HIGH CONFLICT DIVORCES: PARENT COORDINATORS AND OTHER PROFESSIONALS ENLISTED TO HELP WITH PARENTING TIME ISSUES
Over the years, judges began to make numerous appointments to attempt to, if not rid the courts, at least create a buffer for parenting and visitation issues that arose daily/weekly/monthly in high conflict divorce and post-divorce matters. Sometimes the professional was called a parent coordinator, other times it was a therapeutic monitor, a mediator, a parenting coach, etc. The role was generally the same, that is, to present these issues to a neutral third party that had either a legal or mental health background, or both, to assist the parties work out the differences and in many instances, make recommendations if they could not.
These appointments were being done even though there was no specific authority for the appointments in the Court Rules or statutes. In April of 2007, the Supreme Court started a parent coordinator pilot program in four vicinages, Morris/Sussex, Bergen, Middlesex and Union. To see the Notice from the Supreme Court and the standard form of parent coordinator Order, click here.
The Court saw the program to serve the following purpose: "A Parenting Coordinator is a qualified neutral person appointed by the court, or agreed to by the parties, to facilitate the resolution of day to day parenting issues that frequently arise within the context of family life when parents are separated. The court may appoint a Parenting Coordinator at any time during a case involving minor children after a parenting plan has been established when the parties cannot resolve these issues on their own. The Parenting Coordinator’s goal is to aid parties in monitoring the existing parenting plan, reducing misunderstandings, clarifying priorities, exploring possibilities for compromise and developing methods of communication that promote collaboration in parenting. The Parenting Coordinator’s role is to facilitate decision making between the parties or make such recommendations, as may be appropriate, when the parties are unable to do so. One primary goal of the Parenting Coordinator is to empower parents to develop and utilize effective parenting skills so that they can resume the parenting and decision-making role without the need for outside intervention. The Parenting Coordinator should provide guidance and direction to the parties with the primary focus on the best interests of the child by reducing conflict and fostering sound decisions that aid positive child development."
Parent coordinators cannot be appointed in cases where there is a domestic violence restraining order.
A court cannot abdicate it's authority to a parent coordinator nor can a parent coordinator modify an Order or parenting plan, except for temporary and/or minor changes. There are there to make recommendations regarding day to day issues, time sensitive issues and issues regarding minor issues.
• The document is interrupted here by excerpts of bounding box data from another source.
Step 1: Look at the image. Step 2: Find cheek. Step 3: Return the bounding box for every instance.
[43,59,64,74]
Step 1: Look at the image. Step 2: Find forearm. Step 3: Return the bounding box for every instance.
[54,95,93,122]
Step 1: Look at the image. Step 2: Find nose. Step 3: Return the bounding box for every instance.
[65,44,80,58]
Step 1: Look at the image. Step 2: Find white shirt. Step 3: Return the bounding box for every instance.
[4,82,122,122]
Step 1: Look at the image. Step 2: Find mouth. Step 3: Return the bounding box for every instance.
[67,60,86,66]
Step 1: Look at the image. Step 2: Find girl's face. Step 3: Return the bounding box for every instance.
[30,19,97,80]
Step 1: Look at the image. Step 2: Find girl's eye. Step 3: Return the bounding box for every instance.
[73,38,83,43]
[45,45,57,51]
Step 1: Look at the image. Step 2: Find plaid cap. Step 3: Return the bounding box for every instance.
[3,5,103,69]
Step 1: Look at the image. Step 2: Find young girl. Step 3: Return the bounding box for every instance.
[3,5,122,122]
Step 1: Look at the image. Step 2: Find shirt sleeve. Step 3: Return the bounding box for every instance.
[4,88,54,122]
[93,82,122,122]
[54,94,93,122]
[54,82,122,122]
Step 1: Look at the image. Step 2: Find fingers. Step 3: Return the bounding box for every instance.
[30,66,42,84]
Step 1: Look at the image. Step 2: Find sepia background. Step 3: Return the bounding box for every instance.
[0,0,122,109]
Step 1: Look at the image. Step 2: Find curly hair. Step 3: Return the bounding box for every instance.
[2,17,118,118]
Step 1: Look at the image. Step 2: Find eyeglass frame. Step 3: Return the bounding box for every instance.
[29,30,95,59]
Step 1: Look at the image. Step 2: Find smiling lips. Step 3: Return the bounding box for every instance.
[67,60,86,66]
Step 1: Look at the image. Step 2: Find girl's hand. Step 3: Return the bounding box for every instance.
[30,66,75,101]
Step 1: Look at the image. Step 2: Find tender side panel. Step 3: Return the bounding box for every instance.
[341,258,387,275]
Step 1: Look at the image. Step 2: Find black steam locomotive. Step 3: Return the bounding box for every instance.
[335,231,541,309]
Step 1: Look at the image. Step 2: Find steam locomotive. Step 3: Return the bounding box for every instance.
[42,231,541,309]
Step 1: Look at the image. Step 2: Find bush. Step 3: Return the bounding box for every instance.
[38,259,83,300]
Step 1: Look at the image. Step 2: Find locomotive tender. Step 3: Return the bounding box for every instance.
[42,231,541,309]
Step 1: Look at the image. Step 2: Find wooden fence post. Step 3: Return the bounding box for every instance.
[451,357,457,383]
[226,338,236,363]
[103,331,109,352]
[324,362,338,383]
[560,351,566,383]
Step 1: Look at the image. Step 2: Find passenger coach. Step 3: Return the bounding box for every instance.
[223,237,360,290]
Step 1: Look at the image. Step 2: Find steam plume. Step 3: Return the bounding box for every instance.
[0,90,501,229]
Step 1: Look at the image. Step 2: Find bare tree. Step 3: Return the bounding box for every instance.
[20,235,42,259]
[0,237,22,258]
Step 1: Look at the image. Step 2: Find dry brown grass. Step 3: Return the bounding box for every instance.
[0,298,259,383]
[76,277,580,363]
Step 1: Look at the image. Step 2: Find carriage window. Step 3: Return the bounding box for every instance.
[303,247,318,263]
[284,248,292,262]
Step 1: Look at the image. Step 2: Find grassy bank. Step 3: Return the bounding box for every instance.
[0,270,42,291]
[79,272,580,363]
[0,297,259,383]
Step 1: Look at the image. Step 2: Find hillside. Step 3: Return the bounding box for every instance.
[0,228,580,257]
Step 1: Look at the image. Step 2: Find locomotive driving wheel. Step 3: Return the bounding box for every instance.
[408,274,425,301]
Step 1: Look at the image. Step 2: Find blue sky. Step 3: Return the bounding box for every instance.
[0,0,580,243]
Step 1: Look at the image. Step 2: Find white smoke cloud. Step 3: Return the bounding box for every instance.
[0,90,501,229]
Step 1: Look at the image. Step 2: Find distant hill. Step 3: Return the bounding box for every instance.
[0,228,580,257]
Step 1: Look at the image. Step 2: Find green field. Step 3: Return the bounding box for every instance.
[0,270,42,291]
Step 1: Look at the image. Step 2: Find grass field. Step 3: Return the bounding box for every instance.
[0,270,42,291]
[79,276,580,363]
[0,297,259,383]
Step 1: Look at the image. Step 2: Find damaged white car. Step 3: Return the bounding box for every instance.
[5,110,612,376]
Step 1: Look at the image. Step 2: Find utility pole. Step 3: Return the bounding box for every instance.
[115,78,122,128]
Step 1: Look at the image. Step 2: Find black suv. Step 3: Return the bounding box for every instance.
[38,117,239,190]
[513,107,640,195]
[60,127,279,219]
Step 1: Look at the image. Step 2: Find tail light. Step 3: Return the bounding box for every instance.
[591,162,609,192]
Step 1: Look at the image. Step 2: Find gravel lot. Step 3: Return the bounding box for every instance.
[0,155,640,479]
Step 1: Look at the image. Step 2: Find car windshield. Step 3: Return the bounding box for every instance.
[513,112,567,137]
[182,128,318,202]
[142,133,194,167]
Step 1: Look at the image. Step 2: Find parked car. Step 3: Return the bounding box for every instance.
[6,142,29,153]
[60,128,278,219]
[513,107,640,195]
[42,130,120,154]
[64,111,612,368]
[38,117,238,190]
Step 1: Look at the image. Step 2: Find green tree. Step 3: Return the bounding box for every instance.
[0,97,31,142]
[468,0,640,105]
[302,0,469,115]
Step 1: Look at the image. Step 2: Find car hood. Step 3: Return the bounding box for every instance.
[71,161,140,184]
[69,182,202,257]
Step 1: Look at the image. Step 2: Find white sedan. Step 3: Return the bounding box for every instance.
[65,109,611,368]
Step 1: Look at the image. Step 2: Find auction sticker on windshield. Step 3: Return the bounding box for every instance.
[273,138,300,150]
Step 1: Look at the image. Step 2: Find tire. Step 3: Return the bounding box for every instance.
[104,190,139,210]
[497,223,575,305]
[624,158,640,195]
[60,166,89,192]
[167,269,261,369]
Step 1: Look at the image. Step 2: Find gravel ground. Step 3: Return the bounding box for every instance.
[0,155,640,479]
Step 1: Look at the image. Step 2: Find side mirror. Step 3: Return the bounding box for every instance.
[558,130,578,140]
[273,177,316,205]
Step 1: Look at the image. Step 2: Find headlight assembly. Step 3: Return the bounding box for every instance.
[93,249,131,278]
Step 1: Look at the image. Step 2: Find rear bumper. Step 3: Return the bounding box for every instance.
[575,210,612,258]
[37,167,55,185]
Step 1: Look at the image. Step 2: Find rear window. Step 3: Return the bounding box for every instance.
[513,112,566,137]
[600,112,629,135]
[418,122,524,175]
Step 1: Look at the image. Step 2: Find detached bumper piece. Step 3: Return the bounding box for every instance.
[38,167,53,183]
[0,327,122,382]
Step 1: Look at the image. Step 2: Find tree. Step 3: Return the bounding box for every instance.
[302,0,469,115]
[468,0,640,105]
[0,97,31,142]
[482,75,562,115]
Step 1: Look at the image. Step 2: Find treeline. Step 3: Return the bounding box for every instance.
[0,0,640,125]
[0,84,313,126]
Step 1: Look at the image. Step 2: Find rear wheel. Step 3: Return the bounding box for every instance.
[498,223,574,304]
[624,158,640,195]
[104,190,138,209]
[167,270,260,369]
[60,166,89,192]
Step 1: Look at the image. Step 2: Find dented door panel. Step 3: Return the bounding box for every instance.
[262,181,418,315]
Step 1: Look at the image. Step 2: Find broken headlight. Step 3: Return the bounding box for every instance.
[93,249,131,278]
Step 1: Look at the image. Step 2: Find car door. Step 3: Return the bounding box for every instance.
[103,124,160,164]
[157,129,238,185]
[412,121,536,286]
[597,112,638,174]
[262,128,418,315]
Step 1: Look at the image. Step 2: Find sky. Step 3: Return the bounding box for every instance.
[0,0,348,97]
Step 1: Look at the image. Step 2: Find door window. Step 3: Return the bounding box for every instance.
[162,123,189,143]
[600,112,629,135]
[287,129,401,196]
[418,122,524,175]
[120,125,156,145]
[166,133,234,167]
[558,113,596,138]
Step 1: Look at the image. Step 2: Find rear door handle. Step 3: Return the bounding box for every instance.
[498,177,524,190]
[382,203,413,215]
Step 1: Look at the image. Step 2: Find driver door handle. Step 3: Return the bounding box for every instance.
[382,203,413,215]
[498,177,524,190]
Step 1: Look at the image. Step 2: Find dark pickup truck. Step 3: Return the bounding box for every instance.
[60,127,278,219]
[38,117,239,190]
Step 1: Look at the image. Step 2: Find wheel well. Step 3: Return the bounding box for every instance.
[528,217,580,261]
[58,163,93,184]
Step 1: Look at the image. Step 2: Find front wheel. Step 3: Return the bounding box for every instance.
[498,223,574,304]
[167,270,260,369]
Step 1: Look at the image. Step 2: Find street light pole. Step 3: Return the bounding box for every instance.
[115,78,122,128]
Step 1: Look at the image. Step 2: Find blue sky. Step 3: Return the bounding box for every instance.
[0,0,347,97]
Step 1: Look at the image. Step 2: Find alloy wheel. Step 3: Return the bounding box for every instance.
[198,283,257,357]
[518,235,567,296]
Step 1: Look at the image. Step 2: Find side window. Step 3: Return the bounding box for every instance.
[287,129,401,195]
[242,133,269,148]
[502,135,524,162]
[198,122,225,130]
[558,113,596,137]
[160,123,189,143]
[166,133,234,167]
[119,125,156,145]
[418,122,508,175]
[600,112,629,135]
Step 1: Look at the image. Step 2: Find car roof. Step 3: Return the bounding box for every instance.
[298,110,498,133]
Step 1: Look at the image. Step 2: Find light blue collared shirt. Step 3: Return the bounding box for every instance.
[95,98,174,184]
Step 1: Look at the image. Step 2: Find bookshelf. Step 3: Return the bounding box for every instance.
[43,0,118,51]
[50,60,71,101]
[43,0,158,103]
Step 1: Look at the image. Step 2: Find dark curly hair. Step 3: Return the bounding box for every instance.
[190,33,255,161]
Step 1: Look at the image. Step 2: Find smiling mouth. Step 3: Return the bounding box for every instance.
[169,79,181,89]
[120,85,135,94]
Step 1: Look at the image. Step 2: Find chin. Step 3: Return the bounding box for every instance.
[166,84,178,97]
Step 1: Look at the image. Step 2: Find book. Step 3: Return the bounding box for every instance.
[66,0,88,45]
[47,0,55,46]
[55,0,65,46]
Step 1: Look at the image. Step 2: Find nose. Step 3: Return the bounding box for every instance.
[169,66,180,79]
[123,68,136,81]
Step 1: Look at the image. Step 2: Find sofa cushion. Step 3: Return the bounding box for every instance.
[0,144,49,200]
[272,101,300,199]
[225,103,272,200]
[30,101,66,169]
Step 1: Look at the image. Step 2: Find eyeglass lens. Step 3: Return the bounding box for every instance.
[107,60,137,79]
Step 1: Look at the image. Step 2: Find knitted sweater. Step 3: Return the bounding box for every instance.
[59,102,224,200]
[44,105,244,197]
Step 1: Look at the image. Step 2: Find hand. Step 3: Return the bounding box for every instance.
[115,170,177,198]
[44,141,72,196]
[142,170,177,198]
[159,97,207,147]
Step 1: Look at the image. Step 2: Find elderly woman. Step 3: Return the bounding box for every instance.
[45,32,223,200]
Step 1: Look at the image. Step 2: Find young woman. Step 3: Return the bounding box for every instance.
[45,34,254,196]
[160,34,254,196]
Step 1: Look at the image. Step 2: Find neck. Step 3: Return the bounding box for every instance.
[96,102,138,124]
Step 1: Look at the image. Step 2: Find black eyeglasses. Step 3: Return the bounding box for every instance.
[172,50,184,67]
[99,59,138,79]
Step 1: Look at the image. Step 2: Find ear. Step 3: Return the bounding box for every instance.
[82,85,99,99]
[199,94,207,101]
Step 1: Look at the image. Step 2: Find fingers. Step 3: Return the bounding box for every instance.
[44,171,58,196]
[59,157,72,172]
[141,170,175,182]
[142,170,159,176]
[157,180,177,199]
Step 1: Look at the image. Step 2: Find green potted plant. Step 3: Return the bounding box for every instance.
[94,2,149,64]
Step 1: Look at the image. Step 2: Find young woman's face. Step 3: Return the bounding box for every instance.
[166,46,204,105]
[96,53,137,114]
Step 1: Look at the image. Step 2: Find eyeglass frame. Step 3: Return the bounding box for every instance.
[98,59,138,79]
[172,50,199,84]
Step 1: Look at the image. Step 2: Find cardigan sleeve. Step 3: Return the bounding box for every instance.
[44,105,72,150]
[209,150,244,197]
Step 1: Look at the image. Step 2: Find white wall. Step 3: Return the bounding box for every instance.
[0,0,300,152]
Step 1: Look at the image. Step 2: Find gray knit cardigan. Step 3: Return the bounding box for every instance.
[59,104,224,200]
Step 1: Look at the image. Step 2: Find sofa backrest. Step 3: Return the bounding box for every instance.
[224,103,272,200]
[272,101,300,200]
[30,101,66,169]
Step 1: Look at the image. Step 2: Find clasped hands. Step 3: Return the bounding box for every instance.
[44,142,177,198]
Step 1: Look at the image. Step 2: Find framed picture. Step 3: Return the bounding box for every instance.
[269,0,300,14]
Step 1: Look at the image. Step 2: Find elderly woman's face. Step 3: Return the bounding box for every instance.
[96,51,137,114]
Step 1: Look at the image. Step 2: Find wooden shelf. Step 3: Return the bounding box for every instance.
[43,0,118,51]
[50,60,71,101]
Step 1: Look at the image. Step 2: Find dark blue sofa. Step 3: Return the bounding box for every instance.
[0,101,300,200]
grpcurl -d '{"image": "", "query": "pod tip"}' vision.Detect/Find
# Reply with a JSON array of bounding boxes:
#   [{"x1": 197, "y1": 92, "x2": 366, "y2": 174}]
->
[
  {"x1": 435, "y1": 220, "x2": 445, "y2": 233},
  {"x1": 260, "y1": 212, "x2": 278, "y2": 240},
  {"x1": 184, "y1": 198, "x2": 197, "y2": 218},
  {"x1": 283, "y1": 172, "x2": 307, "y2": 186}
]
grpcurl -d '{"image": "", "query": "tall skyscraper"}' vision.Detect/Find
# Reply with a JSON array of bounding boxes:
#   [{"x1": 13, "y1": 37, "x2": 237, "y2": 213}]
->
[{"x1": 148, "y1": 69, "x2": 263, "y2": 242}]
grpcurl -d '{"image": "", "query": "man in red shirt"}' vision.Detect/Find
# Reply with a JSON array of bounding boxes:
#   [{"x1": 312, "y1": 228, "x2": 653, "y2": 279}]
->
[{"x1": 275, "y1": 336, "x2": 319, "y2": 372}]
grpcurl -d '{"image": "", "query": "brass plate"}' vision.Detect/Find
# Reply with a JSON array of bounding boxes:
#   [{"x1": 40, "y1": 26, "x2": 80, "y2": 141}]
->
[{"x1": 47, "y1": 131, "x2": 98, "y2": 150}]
They cannot make recommendations regarding custody.
Another tool to assist regarding parenting time issues is reunification therapy. This is typically done when one party has been estranged from a child due to their conduct or perhaps the conduct of the other parent.
Further tools are supervised therapeutic visitation or therapeutic monitoring. In these instances, because of a parent's conduct, a court orders the parenting time to take place before a mental health professional in order to safeguard the children from the parent's conduct. In these cases, the therapist can cease the session if the conduct is inappropriate and/or correct the conduct of the parent.
Another tool that has been used is therapeutic mediation. In this case, a mental health professional serves as a mediator. I have seen this defined as an approach that assists families in dealing with emotional issues in high conflict divorces in order to develop more effective communication, cooperation, and co-parenting practice. Another goal can be to help the children cope with their parents post divorce actions and interactions.
In short, there are many tools to assist the high conflict custody and parenting time matter. Picking the right one is the key. If you and your spouse cannot do it, a court just might.